ーーどうやら彼らは隠れキリシタンの末裔で、世間には知られていない小規模集落で独自の信仰を続け、原始的な生活をしているという。

 このことを知る者は麓の村の一部だけ。廃村は大昔に隠れキリシタンが焼き討ちにあった場所で殉教地とされているそうだ。

 例の土砂崩れ当時、父親たちは兆候を感じ廃村の方へ避難する途中だったらしい。そこで娘がミチルを見つけ、父親は避難を勧めようか考えたが、自分たちの存在を知られることに躊躇い、声をかけられなかったという。

 その後土砂崩れが起きると、ミチルたちの身を案じた父親は翌日に現場に行った。

 すると押し流された車の中で数人が既に死んでいたそうだ。そして放り出される形で倒れていたミチルは意識こそ失っていたが、息をしていた。

 そこで助けようとするが、集落には入れることができないうえ、寺院や民家までは距離がある。やむを得ず、昼時に地元民の車が往来の増える道まで担いで運んだそうだ。

 ロケットはその後、娘が拾ってきたらしい。見れば押し花と写真が入っていてすぐに分かったという。娘は、それを助かっていればまた来るかもしれないと大事に保管していたそうだ。

 そして今日ミチルを見つけ、落とし主だと気づいた娘はロケットを渡すために取りに帰り、父親はそれを受けて土砂崩れ時に助けることができなかった謝罪をしに来たというわけであるーー

 一同が愕然とその話に聞き入る中、父親は申し訳なさそうに


「ーー引き返すよう言っていれば、あんなことにならなかったのに。申し訳ない……」


 そして娘は恥ずかしそうにロケットをミチルに差し出した。
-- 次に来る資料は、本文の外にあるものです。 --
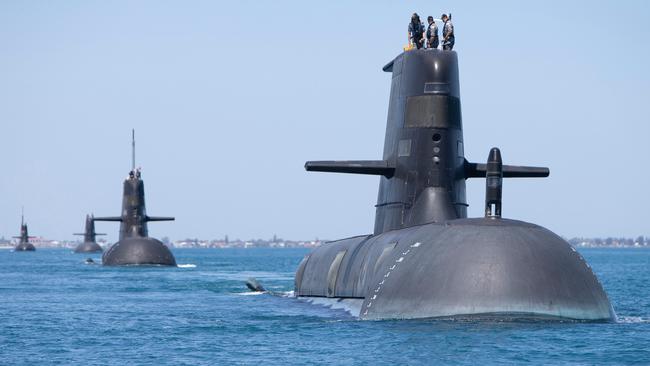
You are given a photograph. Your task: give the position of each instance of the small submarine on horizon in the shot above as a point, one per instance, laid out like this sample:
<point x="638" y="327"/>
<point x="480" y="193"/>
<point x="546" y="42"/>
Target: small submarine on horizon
<point x="89" y="245"/>
<point x="24" y="245"/>
<point x="134" y="246"/>
<point x="426" y="259"/>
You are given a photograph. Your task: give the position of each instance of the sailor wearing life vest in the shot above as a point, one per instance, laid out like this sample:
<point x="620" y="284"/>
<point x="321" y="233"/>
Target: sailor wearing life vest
<point x="448" y="38"/>
<point x="416" y="31"/>
<point x="432" y="33"/>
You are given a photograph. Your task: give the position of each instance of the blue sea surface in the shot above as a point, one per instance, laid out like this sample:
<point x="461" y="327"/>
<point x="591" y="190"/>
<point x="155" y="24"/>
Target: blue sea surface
<point x="54" y="309"/>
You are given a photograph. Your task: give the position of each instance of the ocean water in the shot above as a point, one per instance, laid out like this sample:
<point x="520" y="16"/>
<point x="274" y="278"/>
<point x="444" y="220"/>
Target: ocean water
<point x="54" y="309"/>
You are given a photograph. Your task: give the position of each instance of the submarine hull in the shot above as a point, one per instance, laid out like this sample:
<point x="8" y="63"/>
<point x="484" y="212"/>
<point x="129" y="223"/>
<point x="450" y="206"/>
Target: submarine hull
<point x="88" y="247"/>
<point x="459" y="267"/>
<point x="25" y="247"/>
<point x="138" y="251"/>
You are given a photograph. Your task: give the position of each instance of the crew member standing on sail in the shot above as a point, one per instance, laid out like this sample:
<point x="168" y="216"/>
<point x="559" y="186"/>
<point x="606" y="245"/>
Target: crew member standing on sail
<point x="447" y="33"/>
<point x="416" y="31"/>
<point x="432" y="33"/>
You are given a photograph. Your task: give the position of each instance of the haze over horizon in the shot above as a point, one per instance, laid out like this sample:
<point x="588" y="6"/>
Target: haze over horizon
<point x="229" y="100"/>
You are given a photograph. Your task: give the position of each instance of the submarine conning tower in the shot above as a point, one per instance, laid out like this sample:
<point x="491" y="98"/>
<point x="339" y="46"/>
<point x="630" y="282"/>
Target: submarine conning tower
<point x="23" y="245"/>
<point x="135" y="247"/>
<point x="426" y="258"/>
<point x="89" y="244"/>
<point x="423" y="170"/>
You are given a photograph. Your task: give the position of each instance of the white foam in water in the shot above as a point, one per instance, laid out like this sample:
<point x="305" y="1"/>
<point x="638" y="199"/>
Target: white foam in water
<point x="632" y="319"/>
<point x="352" y="306"/>
<point x="252" y="293"/>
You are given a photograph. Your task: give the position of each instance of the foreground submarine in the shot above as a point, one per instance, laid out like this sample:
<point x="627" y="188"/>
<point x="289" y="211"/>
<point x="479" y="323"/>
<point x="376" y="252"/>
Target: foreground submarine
<point x="23" y="245"/>
<point x="135" y="247"/>
<point x="425" y="258"/>
<point x="89" y="244"/>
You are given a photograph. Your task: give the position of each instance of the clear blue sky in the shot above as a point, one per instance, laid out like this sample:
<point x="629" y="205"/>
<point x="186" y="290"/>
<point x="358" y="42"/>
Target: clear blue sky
<point x="229" y="99"/>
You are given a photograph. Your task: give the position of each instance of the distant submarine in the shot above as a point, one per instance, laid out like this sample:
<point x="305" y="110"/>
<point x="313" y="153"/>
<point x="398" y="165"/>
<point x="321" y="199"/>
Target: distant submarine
<point x="135" y="247"/>
<point x="24" y="245"/>
<point x="426" y="259"/>
<point x="89" y="244"/>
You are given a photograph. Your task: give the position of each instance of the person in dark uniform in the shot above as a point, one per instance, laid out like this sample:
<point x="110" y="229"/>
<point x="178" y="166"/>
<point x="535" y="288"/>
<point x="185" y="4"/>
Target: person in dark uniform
<point x="432" y="33"/>
<point x="448" y="38"/>
<point x="416" y="31"/>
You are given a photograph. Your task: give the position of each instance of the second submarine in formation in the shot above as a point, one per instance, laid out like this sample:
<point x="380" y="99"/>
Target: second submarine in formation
<point x="426" y="258"/>
<point x="89" y="244"/>
<point x="135" y="247"/>
<point x="23" y="245"/>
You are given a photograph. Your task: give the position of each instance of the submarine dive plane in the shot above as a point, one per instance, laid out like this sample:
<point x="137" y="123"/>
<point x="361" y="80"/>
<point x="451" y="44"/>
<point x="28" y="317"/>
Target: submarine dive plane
<point x="135" y="247"/>
<point x="426" y="259"/>
<point x="89" y="244"/>
<point x="24" y="245"/>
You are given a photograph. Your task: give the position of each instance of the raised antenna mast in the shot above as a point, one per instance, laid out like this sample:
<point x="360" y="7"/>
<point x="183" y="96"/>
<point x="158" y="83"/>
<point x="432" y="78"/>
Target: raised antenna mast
<point x="133" y="149"/>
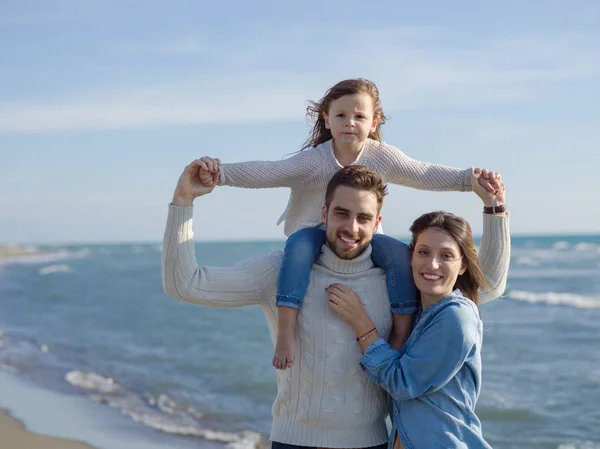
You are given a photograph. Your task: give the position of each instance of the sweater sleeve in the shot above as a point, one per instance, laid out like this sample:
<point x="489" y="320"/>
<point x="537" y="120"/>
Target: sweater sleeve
<point x="268" y="174"/>
<point x="429" y="363"/>
<point x="494" y="256"/>
<point x="246" y="283"/>
<point x="405" y="171"/>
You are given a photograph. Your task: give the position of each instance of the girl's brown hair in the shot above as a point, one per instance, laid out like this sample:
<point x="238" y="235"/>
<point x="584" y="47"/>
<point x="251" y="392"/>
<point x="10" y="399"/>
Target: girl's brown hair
<point x="315" y="109"/>
<point x="459" y="229"/>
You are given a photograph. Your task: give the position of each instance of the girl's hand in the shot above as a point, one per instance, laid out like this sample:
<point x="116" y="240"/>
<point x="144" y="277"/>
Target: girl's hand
<point x="346" y="303"/>
<point x="189" y="185"/>
<point x="488" y="179"/>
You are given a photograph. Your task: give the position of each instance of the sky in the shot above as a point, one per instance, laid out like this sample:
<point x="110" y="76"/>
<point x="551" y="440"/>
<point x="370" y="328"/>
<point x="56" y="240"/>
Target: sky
<point x="103" y="103"/>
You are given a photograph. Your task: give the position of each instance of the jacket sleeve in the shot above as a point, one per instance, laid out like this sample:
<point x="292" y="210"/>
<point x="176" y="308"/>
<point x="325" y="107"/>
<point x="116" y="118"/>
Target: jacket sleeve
<point x="494" y="256"/>
<point x="268" y="174"/>
<point x="246" y="283"/>
<point x="405" y="171"/>
<point x="431" y="361"/>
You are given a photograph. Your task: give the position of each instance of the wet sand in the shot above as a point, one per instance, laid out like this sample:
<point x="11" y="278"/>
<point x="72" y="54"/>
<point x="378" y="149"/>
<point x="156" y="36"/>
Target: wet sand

ミチルは腰を落とし


「ありがとう、大事なものを守っててくれて」


 娘の頭に手を置いた。そして徐に立ち上がり


「そんな事情がありながら助けて頂いてありがとうございました。謝る必要はないと思います。だから悔いずに過ごしてください」


 そう言って涙を浮かべ微笑んだーー



 その後、地元へ戻ると皆一様に感慨深い表情だった。話し合いの結果、廃村での出来事は伏せて別の話題を記事にすることを決めた。騒がしくさせてはいけない、そう結論したからだ。

 そして翌日、早速新たな調査のために部屋で集まることになった。

 スズは大きく伸びをして


「ーーなんかびっくりだったわね、本当に超常現象体験したかと思ったわよ。でも良かった、良い話で幕が下りて」


 ショウタはスマホでニュース記事を見つつ


「そうだな、まさかあんなオチになるとは」


 エミルは失笑して


「あん時のアリスの顔っ、ぷふっ」


 それにムスッとしながら


「エミルだって泣いてたもんっ!」


 そして、ショウタの目にある記事が留まる。


『2年前の長崎土砂災害事故、遺族団が西州テレビに勝訴』


 その記事を読み進めると遺族代表の林松(りんしょう) アカネという人のコメントが。


『昨日の夕、意識不明となっていた娘のミチルが旅立ちました。